The wheels began to fall off in 2014 when the island's credit rating was downgraded by ratings agencies, cutting off its access to new credit. In 2015, the governor declared its debts "unpayable." It began missing some interest payments.
Now the power company is effectively bankrupt, with a reported at least $9 billion in debt and no money for upgrades. It was already struggling to find $4 billion to upgrade its old power plants. Now it must deal with 80 percent of its power lines being toppled.
Last year, the country signed a "Memorandum of Understanding" to combat the effects of climate change, including boosting resilience to rising sea levels and flooding and to regulate land development that could contribute to erosion. But it's unknown whether they followed through with them and sections of certain communities had already fallen into the water due to rising sea levels even before Maria hit.
And years of deferred maintenance from a government that had prioritized dealing with the debt crisis left other key parts of the infrastructure like electrical, water, sewer and gas lines less prepared to cope with the onslaught.
When the local utility updated some pipes recently, older ones exploded, unable to deal with the increased pressure.

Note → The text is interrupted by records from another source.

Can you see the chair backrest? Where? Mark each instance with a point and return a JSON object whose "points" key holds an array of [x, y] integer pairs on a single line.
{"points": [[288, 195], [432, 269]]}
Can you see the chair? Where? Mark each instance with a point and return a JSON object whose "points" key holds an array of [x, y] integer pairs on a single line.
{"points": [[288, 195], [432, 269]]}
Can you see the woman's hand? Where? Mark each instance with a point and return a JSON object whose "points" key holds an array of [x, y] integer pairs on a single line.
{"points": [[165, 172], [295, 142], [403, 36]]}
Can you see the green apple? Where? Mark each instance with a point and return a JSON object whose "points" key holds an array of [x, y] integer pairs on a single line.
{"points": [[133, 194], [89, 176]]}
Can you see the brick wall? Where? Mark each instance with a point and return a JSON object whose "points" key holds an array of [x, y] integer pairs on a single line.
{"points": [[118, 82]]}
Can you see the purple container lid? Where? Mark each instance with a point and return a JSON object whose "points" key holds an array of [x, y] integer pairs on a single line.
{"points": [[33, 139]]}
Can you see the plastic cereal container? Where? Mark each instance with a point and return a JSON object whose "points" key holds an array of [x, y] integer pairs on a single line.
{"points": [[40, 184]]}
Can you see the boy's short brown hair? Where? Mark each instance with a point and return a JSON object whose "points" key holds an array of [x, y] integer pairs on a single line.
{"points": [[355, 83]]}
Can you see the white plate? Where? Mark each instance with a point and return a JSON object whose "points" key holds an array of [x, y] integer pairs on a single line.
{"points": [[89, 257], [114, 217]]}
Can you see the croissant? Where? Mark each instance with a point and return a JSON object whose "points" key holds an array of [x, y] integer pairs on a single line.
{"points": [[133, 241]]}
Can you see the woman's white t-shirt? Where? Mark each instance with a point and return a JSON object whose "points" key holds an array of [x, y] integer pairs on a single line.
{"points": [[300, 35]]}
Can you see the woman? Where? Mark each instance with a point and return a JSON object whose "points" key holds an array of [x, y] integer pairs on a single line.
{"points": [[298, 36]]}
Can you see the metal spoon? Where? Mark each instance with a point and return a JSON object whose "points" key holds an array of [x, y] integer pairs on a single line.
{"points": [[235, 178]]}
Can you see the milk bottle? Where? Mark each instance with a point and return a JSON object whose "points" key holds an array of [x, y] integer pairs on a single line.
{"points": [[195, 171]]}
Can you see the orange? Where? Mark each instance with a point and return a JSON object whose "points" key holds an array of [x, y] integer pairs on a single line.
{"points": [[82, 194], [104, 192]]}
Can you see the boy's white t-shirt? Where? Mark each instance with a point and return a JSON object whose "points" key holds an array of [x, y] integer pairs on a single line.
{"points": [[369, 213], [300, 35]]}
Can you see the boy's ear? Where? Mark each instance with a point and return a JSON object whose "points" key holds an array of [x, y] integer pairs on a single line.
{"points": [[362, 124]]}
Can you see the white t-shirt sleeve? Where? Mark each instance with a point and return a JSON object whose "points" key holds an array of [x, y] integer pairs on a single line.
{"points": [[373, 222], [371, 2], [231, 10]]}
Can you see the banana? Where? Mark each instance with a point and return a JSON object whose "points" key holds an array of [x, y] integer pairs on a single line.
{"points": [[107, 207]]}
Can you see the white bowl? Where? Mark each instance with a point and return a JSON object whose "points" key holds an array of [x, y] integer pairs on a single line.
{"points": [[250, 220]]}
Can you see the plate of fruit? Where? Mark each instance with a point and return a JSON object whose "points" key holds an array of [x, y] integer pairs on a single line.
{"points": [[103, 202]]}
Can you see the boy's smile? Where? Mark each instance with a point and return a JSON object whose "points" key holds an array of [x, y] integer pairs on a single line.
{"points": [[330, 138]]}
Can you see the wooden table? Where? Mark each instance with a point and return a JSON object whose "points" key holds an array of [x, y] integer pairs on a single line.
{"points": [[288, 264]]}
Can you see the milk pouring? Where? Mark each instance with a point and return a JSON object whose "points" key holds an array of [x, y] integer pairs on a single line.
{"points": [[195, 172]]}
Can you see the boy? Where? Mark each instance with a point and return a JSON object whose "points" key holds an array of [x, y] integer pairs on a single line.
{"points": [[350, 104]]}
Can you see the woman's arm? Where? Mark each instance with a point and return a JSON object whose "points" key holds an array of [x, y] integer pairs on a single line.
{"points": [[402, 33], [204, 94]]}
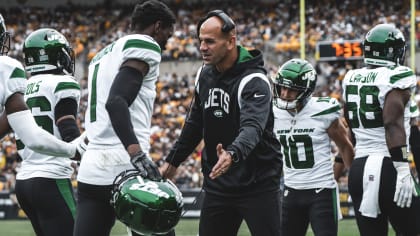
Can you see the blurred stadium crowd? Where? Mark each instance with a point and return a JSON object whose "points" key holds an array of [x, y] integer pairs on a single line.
{"points": [[270, 27]]}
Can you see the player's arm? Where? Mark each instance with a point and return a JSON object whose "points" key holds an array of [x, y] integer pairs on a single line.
{"points": [[33, 136], [339, 134], [65, 113], [122, 94], [4, 124], [393, 117]]}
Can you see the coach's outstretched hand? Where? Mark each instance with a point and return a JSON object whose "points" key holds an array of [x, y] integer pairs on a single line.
{"points": [[145, 166], [404, 189]]}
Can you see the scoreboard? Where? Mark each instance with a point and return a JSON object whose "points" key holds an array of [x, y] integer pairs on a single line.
{"points": [[339, 50]]}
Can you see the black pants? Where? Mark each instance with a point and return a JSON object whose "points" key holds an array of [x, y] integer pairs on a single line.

Macroeconomic forces have also added to the country's woes. The country imports oil for nearly all of its energy production and was hit hard from 2005 to 2012 when oil prices doubled. Following the United States' free trade agreements with Latin American and Caribbean states, Puerto Rico's manufacturing sector has faced higher competition.
Repeal of a Key Tax Initiative
Lucrative tax breaks drew scores of pharmaceutical companies to deploy manufacturing plants on the island. They provided needed jobs but their use of global supply chains limited the washover benefit to local economies and bred dependence on outside businesses. When the U.S. started to phase out the key tax break, plant closures and layoffs followed, with little entrepreneurial ecosystem to fall back on.
Dependence on the Mainland
Because Puerto Rico is not a state, it doesn't have representation in Congress. It's dependent on others in Washington for aid and governance. This means it doesn't get a say in important laws but can be affected by the ones passed there. For instance, it's subject to the Federal minimum wage of $7.25 even though local income and productivity are much lower. Critics argue that this discourages low business develop and entrepreneurship.
Perhaps this is why the government is full of red tape and duplicative offices: it gives people a job. In Puerto Rico the government is the largest employer, representing about 26 percent of the total workforce.
The island is rife with bureaucratic disarray and lengthy permitting processes that ties up projects and delays new business development. According to a 2016 Reuters investigation, one would-be entrepreneur ditched his plans for building an assisted living facility because of five-year waits to permits. Just to work a single food festival requires "mountains" of government forms.
Related: Mass Exodus Feared from Puerto Rico Amid Escalating Crisis
But cleaning it up is no easy matter.
"It's hard to say 'we're going to fire all the people who work in bureaucracies because they're no longer needed,'" Salim Furth, a research fellow at the right-leaning Heritage Foundation think tank, told NBC News.
"I think you should let the dust settle before pointing out someone's lousy policies," he added. "Their politicians are aware of the problems but have a hard time addressing them because there are a lot of entrenched interest groups."